I titolari hanno impedito l'ingresso agli agenti, per poi acconsentire i controlli: «Ma noi continuiamo la protesta»

Sono continuate anche ieri le attività sportive delle palestre GimFive. La catena del fitness conta cinque sedi in provincia: due a Modena e poi Fiorano, Carpi, Vignola. In tutte le strutture si sono presentate le forze dell’ordine per comminare sanzioni e identificare i clienti. A Vignola, nella palestra che si trova al centro commerciale Marco Polo, oltre alla sanzione amministrativa è scattata anche la richiesta di chiusura per cinque giorni. La polizia locale dell’Unione Terre di Castelli è arrivata alla GimFive vignolese intorno alle 11 di ieri. All’interno una quindicina di persone che si stavano adoperando in alcune pratiche sportive. In un primo momento gli agenti non sono stati fatti entrare per notificare il provvedimento. «Qui entrano solamente i tesserati alla palestra»: il coro di Federico Milieni e Massimiliano Masetti di GimFive.

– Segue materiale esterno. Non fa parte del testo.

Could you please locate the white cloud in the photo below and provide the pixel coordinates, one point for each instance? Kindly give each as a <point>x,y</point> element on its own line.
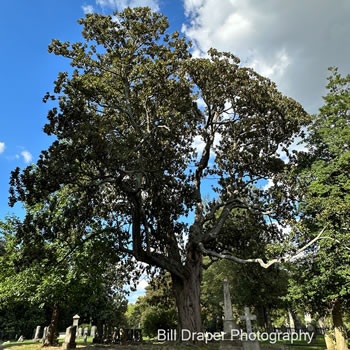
<point>291,42</point>
<point>140,291</point>
<point>27,156</point>
<point>142,285</point>
<point>122,4</point>
<point>268,185</point>
<point>88,9</point>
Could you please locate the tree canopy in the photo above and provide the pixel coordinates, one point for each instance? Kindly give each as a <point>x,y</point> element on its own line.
<point>126,124</point>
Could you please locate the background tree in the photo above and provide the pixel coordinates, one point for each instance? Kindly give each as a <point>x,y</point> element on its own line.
<point>125,130</point>
<point>48,275</point>
<point>156,310</point>
<point>322,279</point>
<point>251,285</point>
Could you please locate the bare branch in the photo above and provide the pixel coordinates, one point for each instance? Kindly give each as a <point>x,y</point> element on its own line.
<point>260,261</point>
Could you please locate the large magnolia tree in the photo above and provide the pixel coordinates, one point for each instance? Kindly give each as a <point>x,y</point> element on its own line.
<point>126,127</point>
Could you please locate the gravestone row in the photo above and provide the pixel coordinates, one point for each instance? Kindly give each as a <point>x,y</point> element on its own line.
<point>109,334</point>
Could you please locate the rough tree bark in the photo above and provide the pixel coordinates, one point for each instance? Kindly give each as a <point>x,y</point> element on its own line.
<point>339,330</point>
<point>51,339</point>
<point>187,293</point>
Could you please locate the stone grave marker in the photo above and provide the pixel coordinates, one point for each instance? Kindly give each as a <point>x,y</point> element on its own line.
<point>248,318</point>
<point>93,331</point>
<point>69,340</point>
<point>229,323</point>
<point>45,334</point>
<point>37,333</point>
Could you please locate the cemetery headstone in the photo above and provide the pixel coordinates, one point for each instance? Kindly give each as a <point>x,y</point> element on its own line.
<point>20,339</point>
<point>76,320</point>
<point>37,333</point>
<point>228,343</point>
<point>93,331</point>
<point>45,334</point>
<point>248,318</point>
<point>69,340</point>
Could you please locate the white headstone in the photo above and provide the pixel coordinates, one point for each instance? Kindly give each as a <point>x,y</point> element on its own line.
<point>248,317</point>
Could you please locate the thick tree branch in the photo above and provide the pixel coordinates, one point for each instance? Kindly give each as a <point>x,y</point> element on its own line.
<point>260,261</point>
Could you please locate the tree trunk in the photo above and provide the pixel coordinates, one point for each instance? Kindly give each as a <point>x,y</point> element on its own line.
<point>51,339</point>
<point>187,294</point>
<point>326,323</point>
<point>329,339</point>
<point>339,330</point>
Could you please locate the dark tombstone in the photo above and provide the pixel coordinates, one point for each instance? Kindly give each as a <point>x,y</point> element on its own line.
<point>69,340</point>
<point>138,335</point>
<point>93,331</point>
<point>116,335</point>
<point>37,333</point>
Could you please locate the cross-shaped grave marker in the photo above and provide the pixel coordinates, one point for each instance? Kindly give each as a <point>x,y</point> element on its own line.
<point>248,317</point>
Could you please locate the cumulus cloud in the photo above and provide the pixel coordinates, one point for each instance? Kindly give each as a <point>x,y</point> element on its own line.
<point>292,42</point>
<point>122,4</point>
<point>88,9</point>
<point>140,291</point>
<point>27,156</point>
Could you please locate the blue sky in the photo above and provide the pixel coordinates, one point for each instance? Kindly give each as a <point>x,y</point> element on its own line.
<point>28,71</point>
<point>291,42</point>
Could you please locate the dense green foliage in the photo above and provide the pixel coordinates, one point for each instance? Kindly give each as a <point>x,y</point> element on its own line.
<point>124,154</point>
<point>325,202</point>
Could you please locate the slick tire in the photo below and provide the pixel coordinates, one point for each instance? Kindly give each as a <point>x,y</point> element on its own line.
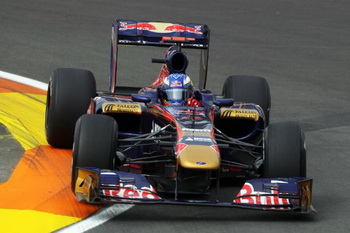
<point>250,89</point>
<point>68,97</point>
<point>95,143</point>
<point>285,152</point>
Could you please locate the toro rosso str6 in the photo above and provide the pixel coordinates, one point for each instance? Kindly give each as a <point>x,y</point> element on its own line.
<point>141,145</point>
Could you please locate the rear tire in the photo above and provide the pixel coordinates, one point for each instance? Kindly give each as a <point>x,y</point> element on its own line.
<point>95,143</point>
<point>68,97</point>
<point>285,152</point>
<point>249,89</point>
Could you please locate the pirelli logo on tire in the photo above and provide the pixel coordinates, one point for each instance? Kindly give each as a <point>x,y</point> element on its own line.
<point>249,114</point>
<point>121,108</point>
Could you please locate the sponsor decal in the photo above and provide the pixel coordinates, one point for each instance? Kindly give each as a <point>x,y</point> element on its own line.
<point>198,139</point>
<point>159,27</point>
<point>132,192</point>
<point>121,108</point>
<point>239,113</point>
<point>248,195</point>
<point>196,130</point>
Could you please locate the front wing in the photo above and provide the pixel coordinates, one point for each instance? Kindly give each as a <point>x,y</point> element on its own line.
<point>95,186</point>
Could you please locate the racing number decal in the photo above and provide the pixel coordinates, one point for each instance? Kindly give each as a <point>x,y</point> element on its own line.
<point>248,195</point>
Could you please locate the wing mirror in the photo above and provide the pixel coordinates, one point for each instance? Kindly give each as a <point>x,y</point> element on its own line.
<point>141,98</point>
<point>223,102</point>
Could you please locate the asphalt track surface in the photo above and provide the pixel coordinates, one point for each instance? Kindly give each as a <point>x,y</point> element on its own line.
<point>301,47</point>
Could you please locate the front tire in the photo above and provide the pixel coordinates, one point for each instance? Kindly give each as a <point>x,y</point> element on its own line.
<point>68,97</point>
<point>95,143</point>
<point>285,152</point>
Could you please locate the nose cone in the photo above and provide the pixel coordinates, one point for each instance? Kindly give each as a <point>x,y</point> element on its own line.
<point>199,157</point>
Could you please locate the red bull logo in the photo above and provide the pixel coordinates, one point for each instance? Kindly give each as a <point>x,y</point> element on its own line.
<point>159,27</point>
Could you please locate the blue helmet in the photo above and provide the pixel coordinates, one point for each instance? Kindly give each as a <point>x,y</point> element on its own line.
<point>176,89</point>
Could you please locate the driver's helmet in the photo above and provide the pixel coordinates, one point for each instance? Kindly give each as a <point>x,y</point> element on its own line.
<point>176,89</point>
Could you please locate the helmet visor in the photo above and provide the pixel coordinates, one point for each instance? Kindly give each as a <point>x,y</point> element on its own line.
<point>176,94</point>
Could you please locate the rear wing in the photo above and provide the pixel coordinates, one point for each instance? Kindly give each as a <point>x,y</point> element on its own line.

Fuori dalla porta, però, non erano presenti clienti non tesserati, ma agenti della polizia locale. Fatto sta che, dopo l’intervento telefonico dell’avvocato dell’attività, l’iter si è consumato regolarmente con due operatori in divisa che sono entrati regolarmente nell’atrio. Il tutto, questo è bene sottolinearlo, si è sviluppato nella massima tranquillità, con grande educazione e rispetto.

«Confermo che tutte le nostre palestre della provincia sono state controllate - dice Milieni - e confermo che la nostra protesta continua. Non abbiamo intenzione di chiudere, lo saremo domani (oggi, ndr) per il classico riposo domenicale. Ma dalla prossima settimana si ricomincia. A Modena, a Carpi, a Fiorano e anche nella sede di Vignola. La nostra protesta prosegue, vogliamo lavorare e non ci fermeremo». Sulla stessa lunghezza d’onda anche Massimiliano Masetti che spiega: «In questi giorni abbiamo accolto diverse decine di clienti. Voglio dire che i loro abbonamenti sono “congelati” non perderanno un solo giorno».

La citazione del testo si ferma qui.